On September 9, 2019, the House Foreign Affairs, Intelligence and Oversight and Reform committees began investigating his attempted extortion of Ukraine President Volodymyr Zelensky.

On July 25, 2019, Trump had “asked” Zelensky to do him a “favor”: Find embarrassing “dirt” on former Vice President Joseph Biden and his son, Hunter.

Hunter had had business dealings in Ukraine. And Joe Biden might be Trump’s Democratic opponent for the White House in 2020.

To underline the seriousness of his “request,” Trump had withheld $400 million in military aid Congress had approved for Ukraine, which is facing an increasingly aggressive Russia.

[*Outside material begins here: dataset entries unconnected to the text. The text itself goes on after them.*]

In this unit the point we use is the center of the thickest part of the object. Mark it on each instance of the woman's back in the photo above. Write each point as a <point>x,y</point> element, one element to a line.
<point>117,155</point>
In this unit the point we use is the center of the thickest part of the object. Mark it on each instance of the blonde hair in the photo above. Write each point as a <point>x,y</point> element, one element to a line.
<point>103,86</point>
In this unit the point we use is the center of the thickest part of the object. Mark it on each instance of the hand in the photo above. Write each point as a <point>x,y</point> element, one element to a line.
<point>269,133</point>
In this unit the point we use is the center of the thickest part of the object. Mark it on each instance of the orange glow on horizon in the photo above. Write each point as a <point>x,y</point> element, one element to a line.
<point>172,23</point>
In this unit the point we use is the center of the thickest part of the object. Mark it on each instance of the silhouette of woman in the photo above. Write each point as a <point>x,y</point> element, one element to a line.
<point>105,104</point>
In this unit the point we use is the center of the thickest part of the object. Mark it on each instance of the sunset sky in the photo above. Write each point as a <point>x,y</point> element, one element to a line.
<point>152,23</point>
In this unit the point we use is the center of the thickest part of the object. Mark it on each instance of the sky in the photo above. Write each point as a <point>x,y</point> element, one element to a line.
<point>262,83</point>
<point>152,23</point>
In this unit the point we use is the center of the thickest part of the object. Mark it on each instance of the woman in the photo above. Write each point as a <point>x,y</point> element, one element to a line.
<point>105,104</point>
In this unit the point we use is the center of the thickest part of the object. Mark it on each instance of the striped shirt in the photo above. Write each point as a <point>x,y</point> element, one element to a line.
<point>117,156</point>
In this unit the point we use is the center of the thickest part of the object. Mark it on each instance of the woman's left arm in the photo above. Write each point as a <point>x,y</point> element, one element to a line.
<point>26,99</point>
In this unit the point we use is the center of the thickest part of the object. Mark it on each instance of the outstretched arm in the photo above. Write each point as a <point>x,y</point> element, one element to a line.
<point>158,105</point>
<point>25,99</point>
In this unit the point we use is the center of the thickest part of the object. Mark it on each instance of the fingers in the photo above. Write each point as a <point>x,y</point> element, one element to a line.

But then a CIA whistleblower filed a complaint about the extortion attempt—and the media and Congress soon learned of it. 

The ensuing Congressional investigation triggered nonstop Trump abuse of Democrats generally and especially of House Speaker Nancy Pelosi and House Intelligence Committee chairman Adam Schiff.

Nancy Pelosi 2012.jpg

Nancy Pelosi

On December 18, 2019, the House of Representatives impeached Donald Trump along party lines.

On December 24—a day when most Americans were celebrating the alleged birthday of Jesus Christ—Trump threw a tantrum at his Mar-a-Lago resort in Palm Beach, Fla.:

“She [Pelosi] hates the Republican Party. She hates all of the people that voted for me and the Republican Party and she’s desperate. She’s doing a tremendous disservice to the country, and she’s not doing a great job. And some people think she doesn’t know what she’s doing.” 

And on Christmas Day, Trump tweeted: “Why should Crazy Nancy Pelosi, just because she has a slight majority in the House, be allowed to Impeach the President of the United States? Got ZERO Republican votes, there was no crime, the call with Ukraine was perfect, with ‘“no pressure.’ She said it must be ‘bipartisan… 

“‘…& overwhelming,’ but this Scam Impeachment was neither. Also, very unfair with no Due Process, proper representation, or witnesses. Now Pelosi is demanding everything the Republicans weren’t allowed to have in the House. Dems want to run majority Republican Senate. Hypocrites!” 

Even before the Democratic House took its first steps toward impeaching him, Trump was enraged that they might even want to do so.

On May 30, 2019, he raged at reporters: “I don’t see how they can because they’re possibly allowed, although I can’t imagine the courts allowing it. I’ve never gone into it. I never thought that would even be possible to be using that word. To me, it’s a dirty word—the word impeach. It’s a dirty, filthy, disgusting word.” 

Seven months later—on December 18—“impeachment” would become more than a word. It would become reality.